The work to repair the damage done to Dante’s home when Tate’s men broke in is done and Dante’s eager to show me the finished product. He promises the house looks nothing like it did before, and my excitement matches his as we speed through the countryside on the way to the estate.
“I thought you said you were going to burn the house down to the ground,” I remind him.
He shakes his head. “I could never do that.” His gaze moves from the road to settle on me as we wind down the gravel road that leads to the house. “It’s the house where I spent my first few years with my mother before she passed. It’s the home where all my memories reside.”
“The house where we’ll make many more memories?” I ask. I’d like nothing better than to move away from the city and into the house that started my love affair with Dante Accardi.
“You never did tell me whose room you put me in.”
“That room belonged to my brother Rollo,” he says, and I’m momentarily stunned into silence. Dante never speaks of Rollo. I never even knew he had a brother until I read the letter my father left in his will.
“You never mentioned him,” I whisper, my eyes never wavering from him. Even when we drive up to the house and he switches off the motor, I make no move to exit the car, so engrossed am I in watching every little emotion on his face.
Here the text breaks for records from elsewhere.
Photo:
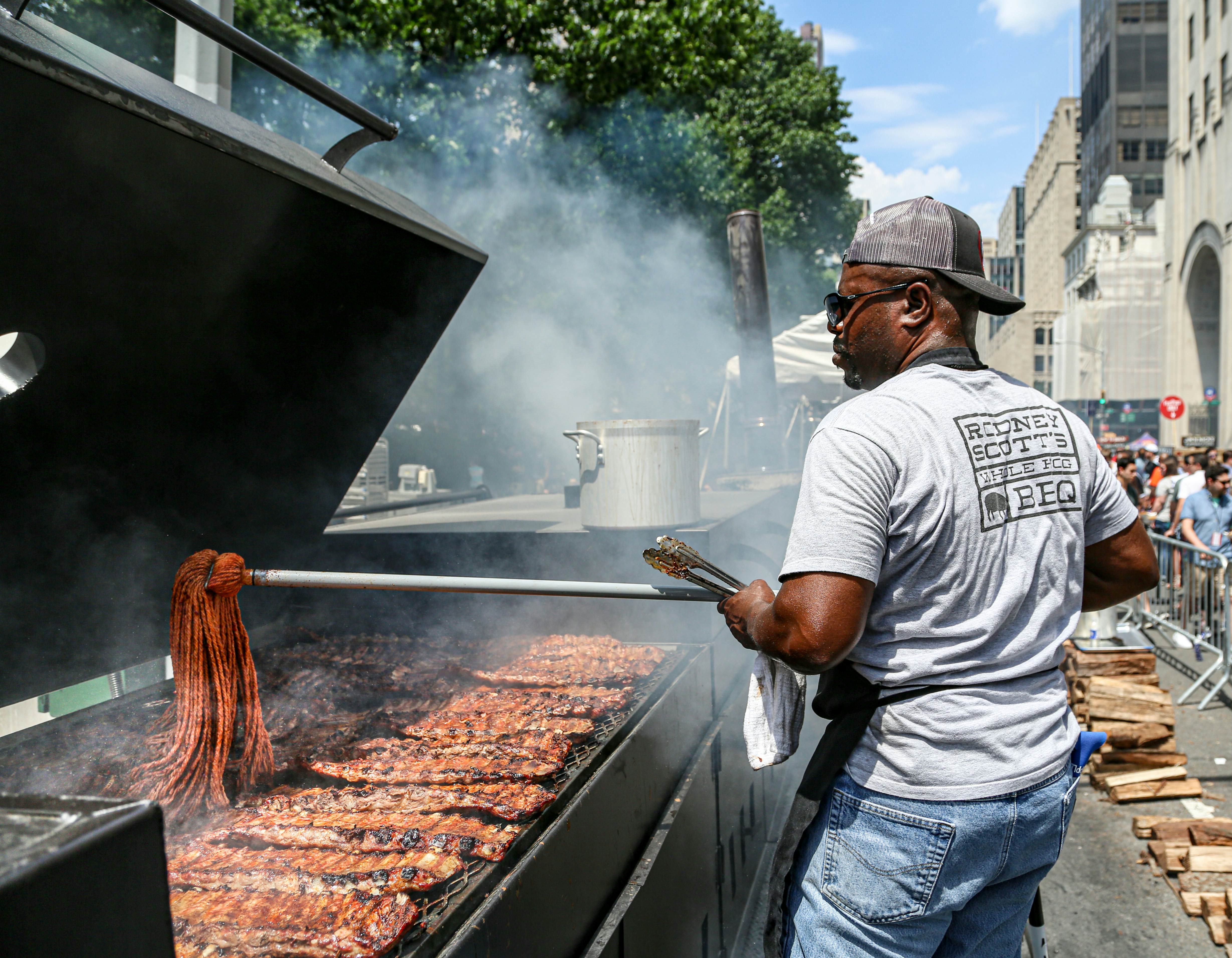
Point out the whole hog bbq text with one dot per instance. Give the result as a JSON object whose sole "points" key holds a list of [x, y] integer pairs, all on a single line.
{"points": [[401, 765]]}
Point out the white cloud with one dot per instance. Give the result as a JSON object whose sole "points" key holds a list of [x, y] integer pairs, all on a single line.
{"points": [[1028, 17], [987, 216], [838, 42], [934, 139], [881, 189], [879, 104]]}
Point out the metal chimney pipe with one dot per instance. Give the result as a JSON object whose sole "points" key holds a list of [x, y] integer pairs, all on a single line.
{"points": [[751, 286]]}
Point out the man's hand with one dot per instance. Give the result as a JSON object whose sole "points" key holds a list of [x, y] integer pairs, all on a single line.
{"points": [[1121, 568], [743, 607], [811, 626]]}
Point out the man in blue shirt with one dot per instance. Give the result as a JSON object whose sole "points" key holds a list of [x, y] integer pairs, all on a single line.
{"points": [[1208, 515]]}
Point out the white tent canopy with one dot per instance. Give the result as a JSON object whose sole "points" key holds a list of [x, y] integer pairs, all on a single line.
{"points": [[803, 359]]}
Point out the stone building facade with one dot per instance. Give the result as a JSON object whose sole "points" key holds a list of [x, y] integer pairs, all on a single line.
{"points": [[1198, 227]]}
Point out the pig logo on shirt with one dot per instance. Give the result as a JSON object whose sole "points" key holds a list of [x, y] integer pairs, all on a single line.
{"points": [[1026, 464]]}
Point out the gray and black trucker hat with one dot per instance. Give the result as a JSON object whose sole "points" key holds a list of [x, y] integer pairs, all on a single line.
{"points": [[929, 235]]}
“It’s not easy for me to talk about him.” Dante stares through the windscreen, but his mind is trapped somewhere in a past he cannot let go of. And even though he says he doesn’t like to talk about it, I feel like I have to talk to him about this. I want to know, need to know. With every fiber of my being, I need to know each and every event that’s shaped his life and made him who he is today. How can I not?
“He was older?” I ask him. He nods, swallowing past a lump in his throat as he tells me that Rollo had been four years older than him. He exits the car and comes around to my side, opens the door and holds out his hand to me.
“Come on,” he smiles, and I’m disarmed by his beauty as I stare up at him, watching him push his hair back off his forehead. It doesn’t matter how hard he tries to style his hair back, it somehow always seems to make its way across his forehead to fall in a jagged streak over one eye.